December 12, 2007

Law needs revision before COLAs can be OK'd

The 393 city retirees who hoped to secure cost-of-living hikes in their monthly pension checks are going to have to wait awhile.
Edward Krawiecki, Jr, the city attorney, hit the brakes on the plan this week after outside counsel determined that handing out the hikes would violate existing city law.
So instead of giving a green light to the planned increases, which would provide some retired workers as much as $4,200 extra each year, city councilors agreed to ask the Ordinance Committee to revise the statute.
At least 25 retirees showed up at Tuesday’s City Council to lend their support to the proposed increase, which has the backing of the Retirement Board, Salary Committee and others.
Mayor Art Ward apologized to them for the delay. He said the legal opinion calling for an ordinance change didn’t come in until late in the day, leaving no time to let people know the plan wouldn’t be approved this week.
Ward said that he would make sure the public knows when the matter comes before the Ordinance Committee.
There doesn’t appear to be much opposition to tapping the $565 million pension funds to provide the cost-of-living increases, which will cost about $5 million total.
If anything were to derail the proposal as it exists now, it would likely be to lower the maximum hikes or raise the minimum increase, ideas that some officials and residents have expressed.
Resident Al Cianchetti said that he favors granting cost-of-living hikes to city retirees, but not those whose pension checks total more than $40,000-a-year already.
He said there are 30 city retirees eligible for a cost-of-living increase who are raking in more than $50,000 annually, but many other pensioners whose earnings are far lower.
The proposed hikes would add 75 percent of the annual cost-of-living increase to pension funds for each year back to 2002, the first time any pension hikes were given, apparently in violation of city law.
What the change means is that workers who were retired before 2002 could get up to 16 percent more money each month if the council endorses the idea. More recent retirees would get less.
Twenty two of the 393 retirees affected by the proposed change would receive the $350 maximum monthly increase while five will get $10 a month more, the minimum level set by officials.
The city has no obligation to give cost-of-living hikes to city retirees. But its pension funds are so flush that it can do it without much risk of running out of money for future payments.

*******
Copyright 2007. All rights reserved.
Contact Steve Collins at scollins@bristolpress.com

11 comments:

Anonymous said...

leave the law as is!!!!

Anonymous said...

Most COLA's are associated with public employees, large unions and Social Security recipients.
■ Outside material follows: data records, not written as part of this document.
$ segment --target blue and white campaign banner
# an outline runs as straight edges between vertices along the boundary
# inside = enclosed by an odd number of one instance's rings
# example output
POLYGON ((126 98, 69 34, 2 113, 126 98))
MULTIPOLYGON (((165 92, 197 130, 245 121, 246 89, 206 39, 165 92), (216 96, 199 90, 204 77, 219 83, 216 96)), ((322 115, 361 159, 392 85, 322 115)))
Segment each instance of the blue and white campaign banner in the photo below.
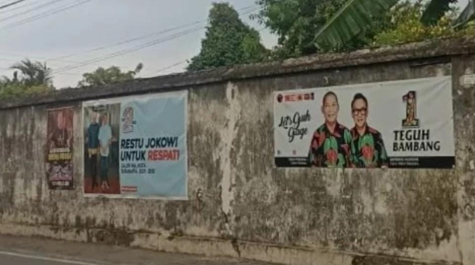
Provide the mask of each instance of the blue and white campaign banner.
POLYGON ((451 76, 274 93, 277 167, 453 168, 451 76))
POLYGON ((187 199, 187 92, 85 102, 84 193, 187 199))

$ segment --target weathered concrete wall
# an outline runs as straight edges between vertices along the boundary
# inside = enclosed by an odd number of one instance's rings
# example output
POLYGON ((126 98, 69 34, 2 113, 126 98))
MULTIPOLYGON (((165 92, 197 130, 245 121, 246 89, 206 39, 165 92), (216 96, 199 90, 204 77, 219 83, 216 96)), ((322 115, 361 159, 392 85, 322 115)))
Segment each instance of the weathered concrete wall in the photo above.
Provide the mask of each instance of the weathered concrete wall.
POLYGON ((461 82, 474 48, 422 43, 0 102, 0 232, 292 264, 475 264, 475 87, 461 82), (455 169, 274 166, 274 91, 449 75, 455 169), (189 91, 189 200, 85 198, 79 151, 75 189, 48 189, 47 108, 72 104, 82 128, 81 100, 175 89, 189 91))

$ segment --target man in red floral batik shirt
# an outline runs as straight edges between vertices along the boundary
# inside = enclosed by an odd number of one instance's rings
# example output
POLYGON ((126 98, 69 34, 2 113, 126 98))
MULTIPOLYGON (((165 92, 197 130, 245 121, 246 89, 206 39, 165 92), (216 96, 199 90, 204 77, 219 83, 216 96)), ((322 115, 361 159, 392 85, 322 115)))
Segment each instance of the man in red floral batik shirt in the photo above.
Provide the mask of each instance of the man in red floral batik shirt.
POLYGON ((355 127, 350 131, 356 152, 355 166, 357 167, 386 167, 388 159, 384 148, 383 136, 376 130, 370 127, 368 118, 368 100, 361 93, 357 93, 351 102, 352 116, 355 127))
POLYGON ((351 167, 355 146, 350 131, 337 120, 340 106, 336 95, 330 91, 323 96, 321 112, 325 123, 314 133, 309 160, 313 166, 351 167))

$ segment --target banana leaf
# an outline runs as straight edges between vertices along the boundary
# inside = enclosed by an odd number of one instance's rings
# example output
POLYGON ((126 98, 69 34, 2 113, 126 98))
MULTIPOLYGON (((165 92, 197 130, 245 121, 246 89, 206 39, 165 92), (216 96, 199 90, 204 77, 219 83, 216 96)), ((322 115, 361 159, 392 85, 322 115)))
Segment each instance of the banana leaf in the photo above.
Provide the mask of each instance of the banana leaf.
POLYGON ((398 0, 349 0, 317 33, 315 43, 341 46, 369 26, 371 19, 396 4, 398 0))
POLYGON ((422 14, 421 22, 426 26, 437 24, 440 18, 449 10, 450 4, 456 2, 457 0, 432 0, 422 14))
POLYGON ((454 26, 460 27, 463 26, 467 22, 472 20, 475 17, 475 1, 470 0, 467 6, 459 16, 459 17, 454 22, 454 26))

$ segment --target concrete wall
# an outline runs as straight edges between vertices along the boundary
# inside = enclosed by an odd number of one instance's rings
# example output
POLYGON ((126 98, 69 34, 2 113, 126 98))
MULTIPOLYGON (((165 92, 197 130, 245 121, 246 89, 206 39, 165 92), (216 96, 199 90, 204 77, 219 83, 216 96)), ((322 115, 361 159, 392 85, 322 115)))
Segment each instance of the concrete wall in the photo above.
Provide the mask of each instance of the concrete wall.
POLYGON ((475 264, 475 40, 66 89, 0 102, 0 233, 291 264, 475 264), (451 75, 453 170, 277 168, 276 90, 451 75), (72 191, 48 190, 46 109, 189 90, 185 201, 85 198, 81 130, 72 191), (198 196, 198 191, 202 196, 198 196))

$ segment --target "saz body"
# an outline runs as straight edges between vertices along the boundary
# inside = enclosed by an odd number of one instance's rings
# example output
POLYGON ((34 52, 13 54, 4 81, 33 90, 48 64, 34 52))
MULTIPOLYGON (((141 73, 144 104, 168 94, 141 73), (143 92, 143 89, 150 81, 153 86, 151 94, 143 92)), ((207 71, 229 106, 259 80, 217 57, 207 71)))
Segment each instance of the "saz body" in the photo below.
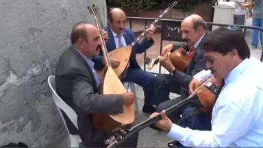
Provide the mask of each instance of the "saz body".
MULTIPOLYGON (((172 4, 169 5, 168 8, 167 8, 149 26, 154 26, 154 25, 155 25, 156 23, 159 21, 171 8, 176 5, 177 3, 177 1, 175 1, 172 4)), ((138 41, 142 39, 146 36, 147 33, 147 31, 145 29, 135 39, 133 42, 132 42, 130 45, 122 47, 109 52, 109 56, 111 58, 120 62, 120 65, 117 68, 113 69, 118 77, 121 77, 122 74, 126 69, 131 56, 132 47, 137 44, 138 41)), ((101 70, 97 71, 99 77, 102 77, 106 69, 106 67, 104 67, 101 70)))
MULTIPOLYGON (((99 30, 101 30, 96 15, 96 5, 93 4, 92 7, 88 7, 88 9, 90 10, 90 12, 93 14, 97 28, 99 30)), ((108 51, 104 39, 102 37, 101 32, 100 38, 103 43, 101 49, 107 64, 107 69, 103 73, 103 79, 104 80, 101 87, 101 94, 108 95, 124 93, 126 92, 126 90, 112 68, 110 62, 109 55, 108 54, 108 51)), ((94 126, 97 128, 111 131, 114 128, 125 126, 134 121, 134 106, 132 104, 130 106, 123 105, 123 112, 118 114, 93 113, 92 114, 92 119, 94 126)))

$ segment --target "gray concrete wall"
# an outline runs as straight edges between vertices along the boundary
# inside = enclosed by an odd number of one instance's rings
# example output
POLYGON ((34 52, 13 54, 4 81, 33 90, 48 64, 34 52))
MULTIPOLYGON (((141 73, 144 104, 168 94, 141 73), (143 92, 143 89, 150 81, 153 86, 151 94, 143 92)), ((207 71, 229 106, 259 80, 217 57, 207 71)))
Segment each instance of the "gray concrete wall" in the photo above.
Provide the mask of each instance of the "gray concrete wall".
POLYGON ((86 8, 93 3, 105 25, 104 0, 1 1, 0 145, 55 147, 66 138, 47 79, 73 25, 95 22, 86 8))

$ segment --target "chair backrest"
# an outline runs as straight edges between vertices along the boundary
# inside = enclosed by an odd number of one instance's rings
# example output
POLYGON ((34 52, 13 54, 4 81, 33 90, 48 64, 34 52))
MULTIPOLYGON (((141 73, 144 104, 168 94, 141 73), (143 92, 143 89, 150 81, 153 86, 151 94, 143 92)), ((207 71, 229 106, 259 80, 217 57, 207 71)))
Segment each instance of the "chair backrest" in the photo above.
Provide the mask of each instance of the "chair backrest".
MULTIPOLYGON (((62 110, 68 116, 68 119, 71 121, 71 122, 74 124, 77 130, 79 130, 79 127, 77 126, 77 115, 76 112, 67 104, 64 102, 57 94, 55 91, 55 76, 50 75, 48 78, 48 83, 50 88, 52 90, 52 96, 54 101, 59 108, 62 110)), ((58 108, 58 109, 59 109, 58 108)), ((66 126, 65 119, 61 112, 60 110, 58 110, 60 114, 60 116, 62 117, 63 122, 66 126)))

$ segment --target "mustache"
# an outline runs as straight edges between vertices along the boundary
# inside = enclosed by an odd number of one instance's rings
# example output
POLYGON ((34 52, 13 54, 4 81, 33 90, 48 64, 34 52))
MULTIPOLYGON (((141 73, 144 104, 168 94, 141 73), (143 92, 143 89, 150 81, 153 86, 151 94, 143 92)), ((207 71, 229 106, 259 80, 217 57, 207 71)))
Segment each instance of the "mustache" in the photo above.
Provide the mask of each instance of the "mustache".
POLYGON ((216 72, 212 68, 209 68, 209 69, 211 71, 211 73, 216 72))
POLYGON ((99 51, 101 49, 101 45, 98 45, 96 48, 96 51, 99 51))
POLYGON ((183 39, 182 41, 183 41, 183 42, 188 42, 188 41, 190 41, 190 40, 189 40, 189 39, 184 38, 184 39, 183 39))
On the surface, COLA's are great; however, they are usually negotiated into various contracts. In Bristol, the Police and Fire Departments already have COLA's built into their contracts. At the time of the negotiations, Police and Fire gave something back to the city as part of the negotiating process.

The same should be true with COLA's for former city workers. Simply giving money out because it's there is poor judgment. In addition, the city will be liable for full funding of health costs in the near future, just as the city was required to fully fund the retirement fund.

Before any COLA's are given out, the health benefit fund should be funded first and then dish out the spoils of political victory.

Anonymous said...

Krawiecki/Diamantis:
Any difference?

Anonymous said...

Spoils of political victory? Sounds like a person who doesn't know what there talking about. The union employees are the ones who put the money into those pensions, there only getting a fraction of their money back. They are entitled to the money. This is not a political issue.

Anonymous said...

Re: Anonymous of 5:12 PM

You are misinformed. Back in 1978 the Chairman of the Board of Finance, Richard LaMothe believed it would be prudent to begin funding the Retirement Fund of city workers. To his credit and those who served on the BOF at the time, bit the bullet and for many years, placed taxpayer money into a Retirement Fund.

I believe the first contribution was approximately 5 million dollars. One could argue that the city budget in 1978 could have been reduced by a like amount. However, the BOF determined that the city would have an eventual liability and needed to begin now.

Over the years, the stock and bond markets have done very well and the Fund is now very flush with millions of dollars of excess cash. The same foresight needs to be directed towards the Health Retirement Fund which is under funded by 180 million dollars. Eventually, that bill will come due, possibly not for you and me, but for our children and grandchildren.

Once this fund is also fully funded from the excess of the Retirement Fund, then extend COLAs to those who need them.

Anonymous said...

To the person that says that large unions and their membership contribute to their own retirement fund is delusional.

If that were true, New Departure would still be on the hill and General Motors would not be surpassed by a foreign car maker.

Anonymous said...

Most employees will get far more back than they ever put in.
You figure out how much one would have to have put in to collect $50,000/yr for even 5 or 10 years.

Anonymous said...

What are the current employees willing to give up to have the change approved?

Or don't they care about their fellow retirees??

Anonymous said...

I wish I could have a City job with generous benefits and pensions like these people get, but I am over-qualified: I graduated from Tunxis.

Anonymous said...

Taxpayer take it in the end again .... :-(

Anonymous said...

To the person that graduated from Tunxis, you may have gotton the degree but you didn't learn a think. Your comment is not very intelligent.